Summary: | Problem with Jsp character encoding configuration | ||
---|---|---|---|
Product: | Tomcat 8 | Reporter: | Lazar Kirchev <lazar.kirchev> |
Component: | Jasper | Assignee: | Tomcat Developers Mailing List <dev> |
Status: | RESOLVED FIXED | ||
Severity: | normal | ||
Priority: | P2 | ||
Version: | 8.5.11 | ||
Target Milestone: | ---- | ||
Hardware: | PC | ||
OS: | All | ||
Attachments: |
The two sample applications reproducing the problems
A sample reproducing the problem with exotic encoding Sample war with jspx in exotic encoding Correct war for reproducing the exotic encoding problem |
Description
Lazar Kirchev
2017-02-23 08:16:44 UTC
Yes, there was a regression in the refactoring. The detected BOM encoding was incorrectly taking precedence over the prolog specified encoding (if any). Thanks for the report and the test case. Created attachment 34908 [details]
A sample reproducing the problem with exotic encoding
Hello Marc, I noticed that the second scenario is still failing if the encoding is more exotic - I tried with IBM871 - IBM EBCDIC (Icelandic). I debugged a little and noticed that EncodingDetector.getPrologEncoding() returns null although there is an encoding attribute specified in the prolog. Then the if on lines 67 - 73 in EncodingDetector goes in the second branch as if there is no encoding specified in the prolog. I attach sample2.war, with which I reproduced it. It is essentially the same as sample1.war, only the encoding in enctest.jspx is IBM871. Probably this is an issue with the XMLStreamReader? I've done some further testing and fixed an unrelated bug but as for as unusual encodings go, they have to be specified in the prolog else the JRE's XML parser doesn't have enough information to be able to reliably determine the encoding. The content of the enctest.jspx is: <?xml version="1.0" encoding="IBM871"?> <html xmlns:jsp="http://java.sun.com/JSP/Page"> <jsp:directive.page pageEncoding="IBM871" /> <jsp:output omit-xml-declaration="no"/> <body> You should see this text. </body> </html> So actually there is an encoding attribute in the prolog. For some reason JRE XML parser does not detect it correctly. On the other hand, the deprecated XMLEncodingDetector from before the refactoring, which parsed the files itself, correctly detects the encoding from the prolog - for example, with Tomcat 8.5.4 the sample works correctly. I apologise for that my second attachment is an incorrect one - I noticed that by mistake I have attached the second war from the first attachment instead of the problematic war with IBM871 encoding. I attach now the correct one with name encsample.war Created attachment 34913 [details]

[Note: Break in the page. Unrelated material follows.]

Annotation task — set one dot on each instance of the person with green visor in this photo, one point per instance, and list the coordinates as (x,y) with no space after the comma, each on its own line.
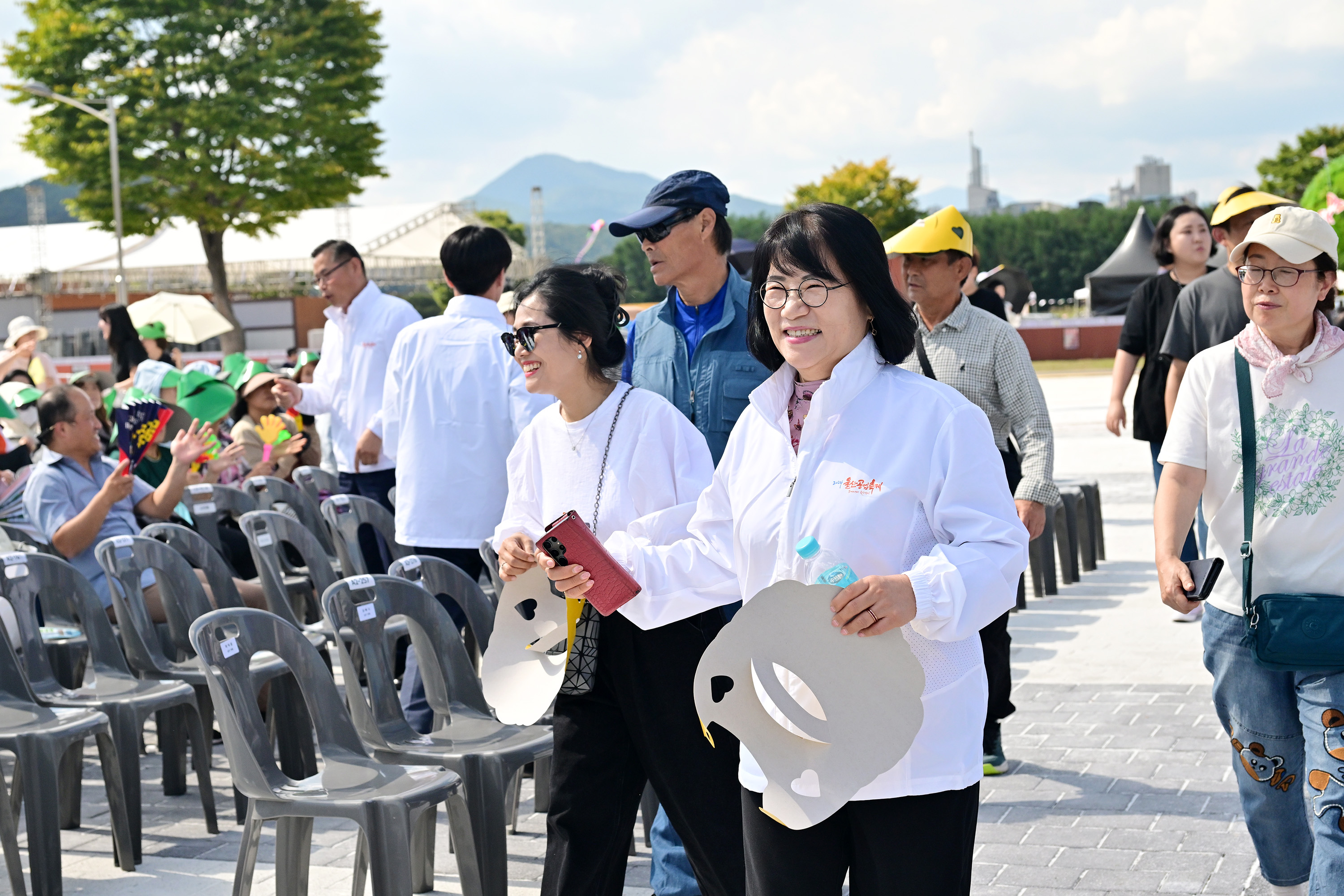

Sample war with jspx in exotic encoding
Comment on attachment 34913 [details]
Sample war with jspx in exotic encoding
Invalid jspx file within.
Created attachment 34914 [details]
Correct war for reproducing the exotic encoding problem
Thew "unrelated bug" I fixed appears to have fixed the issue you were seeing. The fix is r1791298. If you can test with 9.0.x trunk or 8.5.x trunk to confirm that would be great. Thanks Mark! I tried the fix from 8.5 trunk and it works. Something I noticed while debugging, probably it is not a problem, but I prefer to mention it: In EncodingDetector's constructor, on line 61 (https://github.com/apache/tomcat85/blob/c29a2b45f57e481380d88a8fa0c6f4f0f242aca1/java/org/apache/jasper/compiler/EncodingDetector.java#L61) The buffered input stream is being reset, but on the next lines the number of bytes which should be skipped are read from the initial input stream and not from the buffered input stream. Is this intended? Because when the buffered input stream is reset, the underlying input stream is not reset and its position stays where it was - e.g., at 4. And then when the bytes which should be skipped are read from it its position goes to e.g. 8. Is this intended? Good catch. That would be a bug. I'll get it fixed. |